A Lawrence Technological University chemistry professor is hoping the new book he edited will serve as a catalyst for new and better materials used in everything from pharmaceuticals to fertilizers to pollution remediation.
The book is called “Catalysis by Metal Complexes and Nanomaterials: Fundamentals and Applications.” It is published by the American Chemical Society and will be available Aug. 25 at Amazon, Barnes & Noble, and Walmart. Meng Zhou, assistant professor of chemistry at LTU, was the book’s editor and wrote one of its chapters.
Zhou said the application of catalysis—chemical reactions caused by catalysts—is important in the production of petrochemicals, fertilizers, pharmaceuticals, and materials involved in renewable energy, chemical sensing, the degradation of pollutants, and the sequestration of carbon dioxide. The research in the book will lead to more efficient production of these materials, and perhaps to the discovery of new ways to use catalysis.
“This is fundamental research to know what catalysts are like in these applications,” Zhou said. “It’s like the way learning math enables one to study economics.”
The book’s other chapters were written by chemists and engineers from the United States and Canada, and collects the work of their presentations at the 2017 Central Regional Meeting of the American Chemical Society (ACS), held in Dearborn, and the 2018 New Faculty Workshop co-sponsored by ACS and the Cottrell Scholars Collaborative, held in Denver. Zhou said the book is “the culmination of the knowledge and spirit” of those events, and is designed to inspire students and researchers.
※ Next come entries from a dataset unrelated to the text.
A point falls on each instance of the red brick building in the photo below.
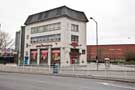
(114, 52)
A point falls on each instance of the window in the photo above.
(45, 28)
(83, 51)
(74, 38)
(74, 28)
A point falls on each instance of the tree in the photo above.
(5, 40)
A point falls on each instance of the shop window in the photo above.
(74, 38)
(74, 28)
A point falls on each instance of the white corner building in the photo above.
(56, 36)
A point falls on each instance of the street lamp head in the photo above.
(91, 18)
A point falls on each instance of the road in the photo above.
(18, 81)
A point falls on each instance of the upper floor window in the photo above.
(74, 28)
(46, 38)
(45, 28)
(74, 38)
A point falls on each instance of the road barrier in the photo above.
(126, 72)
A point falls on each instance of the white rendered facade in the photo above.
(64, 45)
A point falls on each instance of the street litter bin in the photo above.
(55, 68)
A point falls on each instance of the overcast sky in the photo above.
(116, 18)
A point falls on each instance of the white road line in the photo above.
(114, 85)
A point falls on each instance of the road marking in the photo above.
(119, 86)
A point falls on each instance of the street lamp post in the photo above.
(97, 54)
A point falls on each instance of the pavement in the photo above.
(17, 81)
(113, 75)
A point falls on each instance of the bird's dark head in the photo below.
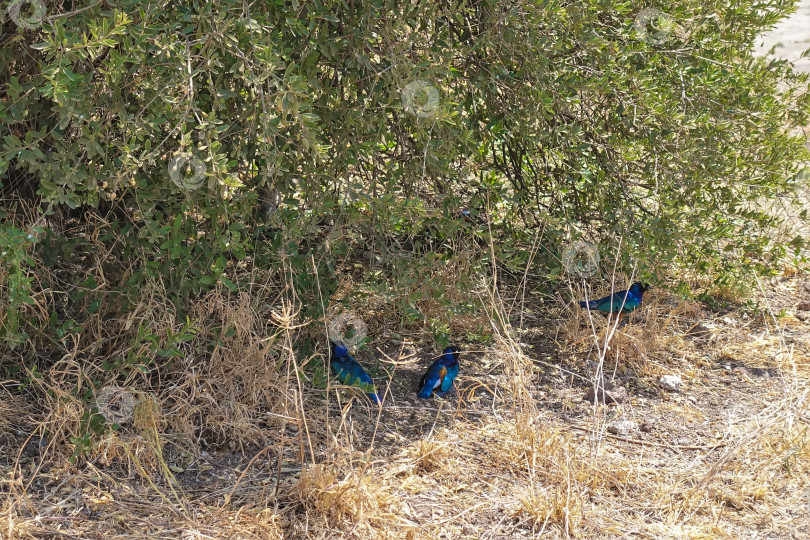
(451, 353)
(641, 287)
(339, 350)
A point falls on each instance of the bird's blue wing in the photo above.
(429, 381)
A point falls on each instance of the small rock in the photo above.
(671, 383)
(607, 394)
(622, 427)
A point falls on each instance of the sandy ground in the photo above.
(791, 38)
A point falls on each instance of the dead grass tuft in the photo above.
(351, 501)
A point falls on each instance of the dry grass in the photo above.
(233, 444)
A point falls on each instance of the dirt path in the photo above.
(791, 38)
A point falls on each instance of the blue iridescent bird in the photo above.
(441, 374)
(621, 303)
(349, 372)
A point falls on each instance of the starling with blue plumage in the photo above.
(440, 375)
(349, 372)
(621, 303)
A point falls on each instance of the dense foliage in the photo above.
(188, 143)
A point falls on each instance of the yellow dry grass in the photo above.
(240, 446)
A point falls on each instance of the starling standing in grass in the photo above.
(441, 374)
(621, 303)
(349, 372)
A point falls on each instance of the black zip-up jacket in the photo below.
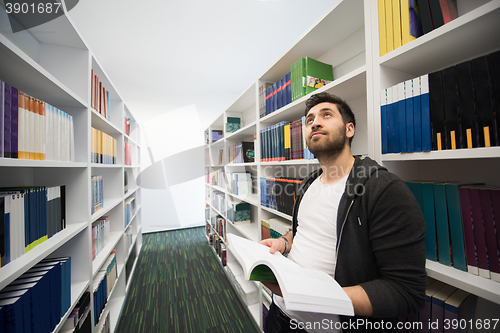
(380, 240)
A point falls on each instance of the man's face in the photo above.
(325, 130)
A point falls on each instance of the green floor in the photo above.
(179, 286)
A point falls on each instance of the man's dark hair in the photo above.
(344, 109)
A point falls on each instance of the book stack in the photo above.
(239, 183)
(129, 210)
(401, 21)
(308, 75)
(128, 153)
(462, 225)
(103, 285)
(274, 227)
(79, 320)
(278, 94)
(99, 97)
(28, 217)
(279, 193)
(31, 129)
(449, 109)
(38, 299)
(284, 141)
(262, 98)
(233, 124)
(238, 213)
(101, 229)
(97, 197)
(103, 147)
(217, 135)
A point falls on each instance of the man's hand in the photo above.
(275, 244)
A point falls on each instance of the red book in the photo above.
(479, 237)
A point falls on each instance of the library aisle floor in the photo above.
(179, 286)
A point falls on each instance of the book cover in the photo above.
(383, 121)
(417, 115)
(451, 116)
(465, 95)
(436, 111)
(479, 236)
(425, 16)
(482, 101)
(442, 229)
(381, 27)
(436, 13)
(307, 290)
(318, 74)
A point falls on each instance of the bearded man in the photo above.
(357, 222)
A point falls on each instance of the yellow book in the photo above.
(381, 27)
(388, 25)
(396, 21)
(405, 22)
According to the distributor, the Oxford University Press, “the book introduces readers to the fundamentals and applications of contemporary catalysts derived from transition metals. Case studies on the selected catalysts demonstrate the unique challenges and solutions in catalyst design and niche applications. Two sections on metal complexes and nanomaterials provide contemporary examples to illustrate the principles and mechanisms of catalysis. Active researchers in chemistry, chemical engineering, or nanomaterials will find this book useful.
A native of China, Zhou earned a Bachelor of Science in chemistry from Purdue, and then Master’s and PhD degrees from Yale. In 2016, he joined the faculty at LTU, where his research focuses on nanomaterials and catalysis. He also supervises undergraduate students conducting research in a college-wide curriculum supported by a $1 million grant from the Howard Hughes Medical Institute.
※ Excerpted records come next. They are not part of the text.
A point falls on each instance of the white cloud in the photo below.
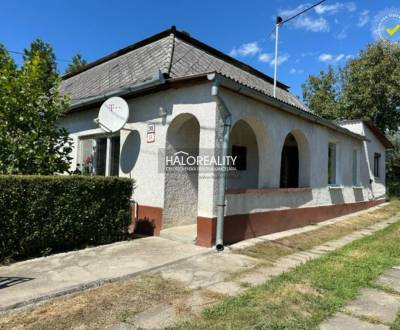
(363, 18)
(330, 58)
(310, 24)
(306, 22)
(342, 34)
(248, 49)
(264, 57)
(286, 13)
(281, 59)
(270, 58)
(295, 71)
(325, 57)
(334, 8)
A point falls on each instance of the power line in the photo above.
(57, 59)
(302, 12)
(279, 22)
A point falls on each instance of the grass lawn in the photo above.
(302, 298)
(272, 250)
(97, 308)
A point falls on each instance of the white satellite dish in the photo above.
(113, 114)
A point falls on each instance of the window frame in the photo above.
(355, 174)
(108, 153)
(377, 164)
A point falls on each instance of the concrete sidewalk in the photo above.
(374, 309)
(27, 282)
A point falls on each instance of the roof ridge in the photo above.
(172, 50)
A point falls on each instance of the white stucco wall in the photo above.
(150, 181)
(371, 146)
(271, 126)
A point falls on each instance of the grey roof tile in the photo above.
(176, 55)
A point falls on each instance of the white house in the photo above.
(185, 98)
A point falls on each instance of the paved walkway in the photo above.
(201, 269)
(228, 274)
(38, 279)
(374, 309)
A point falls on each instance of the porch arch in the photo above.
(248, 136)
(295, 161)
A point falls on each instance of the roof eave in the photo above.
(245, 90)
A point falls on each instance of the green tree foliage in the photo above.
(30, 107)
(321, 94)
(393, 164)
(78, 62)
(368, 87)
(46, 68)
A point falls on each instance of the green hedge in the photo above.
(40, 215)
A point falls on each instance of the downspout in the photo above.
(226, 117)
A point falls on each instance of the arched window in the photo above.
(290, 163)
(295, 161)
(243, 146)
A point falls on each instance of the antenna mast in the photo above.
(279, 22)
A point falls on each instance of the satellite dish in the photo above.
(113, 114)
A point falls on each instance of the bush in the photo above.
(45, 214)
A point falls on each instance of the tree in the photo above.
(393, 165)
(30, 107)
(368, 87)
(371, 85)
(47, 66)
(321, 94)
(78, 62)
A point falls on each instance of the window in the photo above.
(377, 164)
(332, 163)
(355, 167)
(240, 153)
(100, 156)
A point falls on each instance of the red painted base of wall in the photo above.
(243, 226)
(149, 220)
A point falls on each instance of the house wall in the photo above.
(371, 146)
(313, 142)
(141, 160)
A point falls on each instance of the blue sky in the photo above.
(327, 35)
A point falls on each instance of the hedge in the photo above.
(40, 215)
Zhou said catalysis by metal complexes and nanomaterials is involved in the production of everything from plastics to OLED flat-screen TVs. Looking ahead, it’s also being researched as a method to sequester carbon dioxide and produce renewable energy from the hydrogen in water.
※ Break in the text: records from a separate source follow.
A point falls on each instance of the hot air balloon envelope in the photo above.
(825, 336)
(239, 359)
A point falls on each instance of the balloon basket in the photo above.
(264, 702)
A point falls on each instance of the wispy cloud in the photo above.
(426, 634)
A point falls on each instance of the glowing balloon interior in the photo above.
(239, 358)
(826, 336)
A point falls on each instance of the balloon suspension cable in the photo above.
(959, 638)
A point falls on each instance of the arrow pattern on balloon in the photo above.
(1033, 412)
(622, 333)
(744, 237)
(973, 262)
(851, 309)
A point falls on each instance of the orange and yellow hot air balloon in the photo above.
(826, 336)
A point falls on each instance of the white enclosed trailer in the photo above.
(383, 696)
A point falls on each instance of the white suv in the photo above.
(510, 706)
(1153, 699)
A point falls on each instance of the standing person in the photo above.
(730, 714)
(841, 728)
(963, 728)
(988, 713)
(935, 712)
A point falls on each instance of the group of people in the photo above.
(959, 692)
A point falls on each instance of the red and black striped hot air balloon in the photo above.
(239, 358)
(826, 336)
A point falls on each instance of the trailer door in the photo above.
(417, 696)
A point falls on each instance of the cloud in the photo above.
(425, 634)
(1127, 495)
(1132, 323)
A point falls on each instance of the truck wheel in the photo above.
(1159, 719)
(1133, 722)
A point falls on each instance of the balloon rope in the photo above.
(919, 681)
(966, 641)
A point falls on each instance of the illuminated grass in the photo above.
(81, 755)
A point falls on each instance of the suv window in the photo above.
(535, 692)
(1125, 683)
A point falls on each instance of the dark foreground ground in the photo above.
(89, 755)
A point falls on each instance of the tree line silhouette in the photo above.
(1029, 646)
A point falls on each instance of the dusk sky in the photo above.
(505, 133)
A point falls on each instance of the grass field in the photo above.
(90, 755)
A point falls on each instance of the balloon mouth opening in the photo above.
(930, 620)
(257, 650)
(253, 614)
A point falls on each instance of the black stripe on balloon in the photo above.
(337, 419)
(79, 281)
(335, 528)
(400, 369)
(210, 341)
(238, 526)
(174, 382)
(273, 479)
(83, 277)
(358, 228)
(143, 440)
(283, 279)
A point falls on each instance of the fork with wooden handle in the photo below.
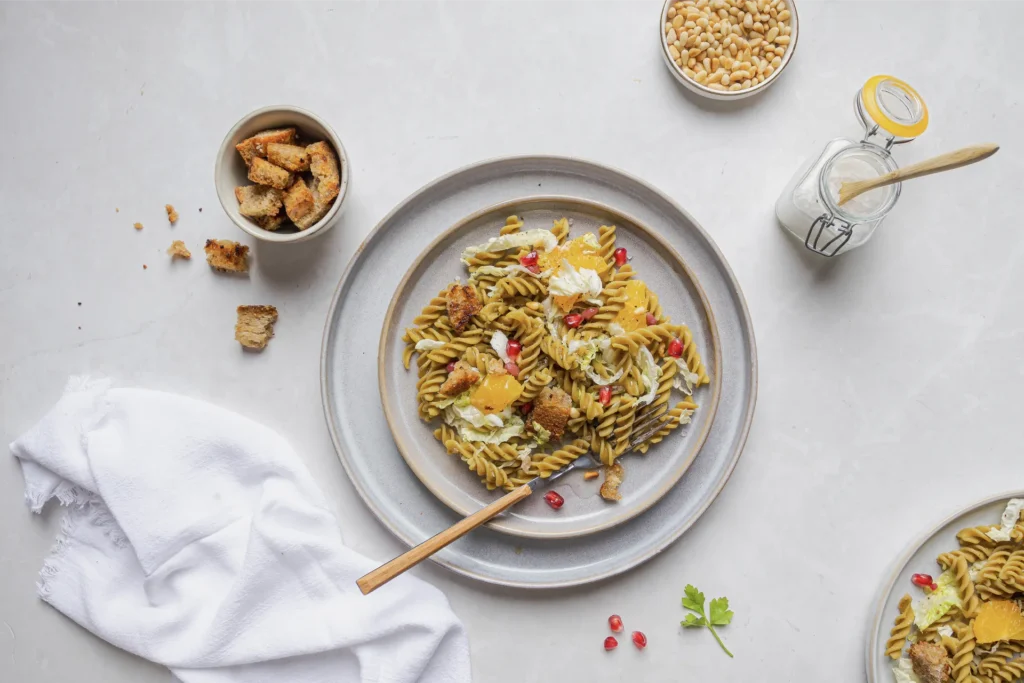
(643, 429)
(946, 162)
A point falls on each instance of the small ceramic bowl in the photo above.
(711, 93)
(230, 171)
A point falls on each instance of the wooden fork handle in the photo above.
(408, 560)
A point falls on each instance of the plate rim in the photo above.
(499, 524)
(741, 309)
(889, 581)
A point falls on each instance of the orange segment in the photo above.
(634, 313)
(565, 303)
(496, 393)
(998, 620)
(578, 253)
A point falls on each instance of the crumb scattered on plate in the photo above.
(178, 250)
(255, 326)
(227, 255)
(612, 477)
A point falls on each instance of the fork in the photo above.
(643, 429)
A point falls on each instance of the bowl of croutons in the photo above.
(282, 174)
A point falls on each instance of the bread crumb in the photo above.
(178, 250)
(255, 326)
(227, 255)
(612, 477)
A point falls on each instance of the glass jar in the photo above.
(891, 113)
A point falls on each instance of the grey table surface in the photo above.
(894, 367)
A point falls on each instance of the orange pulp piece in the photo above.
(496, 393)
(998, 620)
(634, 313)
(578, 253)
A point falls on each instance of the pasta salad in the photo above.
(551, 348)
Zhou said he’s long been interested in the catalysis of nanomaterials, and the LTU “Department of Natural Sciences provided me the resources I needed to pursue this research. I’m also passionate about teaching undergraduate students.”
In the Fall 2020 semester, Zhou will teach University Chemistry I, a course taken by many science, engineering, and architecture students at LTU, as well as an advanced synthesis lab.